Health professionals who work as part of the surgical team include:

  • surgeon
  • anaesthetist
  • nurse
  • allied health professional.

What to ask or talk about

Side effects of bowel cancer surgery

Your surgeon will discuss any risks of the surgery with you before your operation. Most hospitals will also give you written information about the surgery and who to contact if you have any concerns.

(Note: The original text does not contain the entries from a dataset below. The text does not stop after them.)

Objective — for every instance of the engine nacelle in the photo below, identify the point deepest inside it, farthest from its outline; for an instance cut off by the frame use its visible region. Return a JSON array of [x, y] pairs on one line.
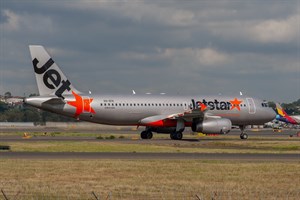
[[163, 129], [212, 126]]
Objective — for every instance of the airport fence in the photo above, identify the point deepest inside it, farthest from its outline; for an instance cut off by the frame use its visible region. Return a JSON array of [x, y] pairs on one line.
[[48, 193]]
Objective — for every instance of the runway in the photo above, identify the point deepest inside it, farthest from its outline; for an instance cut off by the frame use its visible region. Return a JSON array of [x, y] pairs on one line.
[[150, 156]]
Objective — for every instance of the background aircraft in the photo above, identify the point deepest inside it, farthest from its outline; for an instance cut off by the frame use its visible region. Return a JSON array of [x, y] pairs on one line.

Possible side effects and complications from any surgery include:

  • pain
  • infection
  • bleeding
  • tiredness (fatigue)
  • loss of appetite
  • blood clots.

Possible side effects and complications of bowel surgery also include:

  • Changes in bowel and bladder function - There can be short or long term changes that includes difficulty controlling bowel or bladder function called incontinence. Or having to go to the toilet more often.
  • Blockage in the bowel - Can be caused by scar tissue forming (adhesions). If this happens it may cause constipation, pain and bloating of your tummy. 
  • Fluid leak (anastomotic leak) - When the internal joins don’t heal properly and contents from the bowel leak out.
  • Paralytic ileus - This is when the bowel doesn’t start working for a while after surgery. It can make you feel bloated and sick and you won’t be able to pass wind or open your bowels (poo).
  • Changes in sexual function - Men that have had bowel surgery may have difficulty getting an erection. Women may experience pain during sex.
  • Problems digesting some foods- Depending on the type of surgery you have you may need to change your diet and avoid some foods.

The surgical team looking after you during and after your operation will take care to reduce your risk of side effects, and treat any that you get.

Every operation is different. Ask your surgeon about what to expect and see our checklist of questions to ask.

checklist Checklists

Use our checklists to find helpful tips or questions to ask.

Next steps

Preparing for surgery

Before surgery, you will need to sign a consent form. It is important you understand what you are consenting to and the possible risks of the surgery.

Some things you should know are:

  • whether you need to have tests and a preoperative assessment
  • whether you need to change or stop any medications, e.g. blood thinners like aspirin
  • when you have to stop eating and drinking
  • when you have to be there
  • whether you need time off work
  • whether you need someone to care for you at home after surgery (if you are having day surgery you will need someone to drive you home).
If you smoke, you should stop before any operation as your risk of complications from surgery is higher.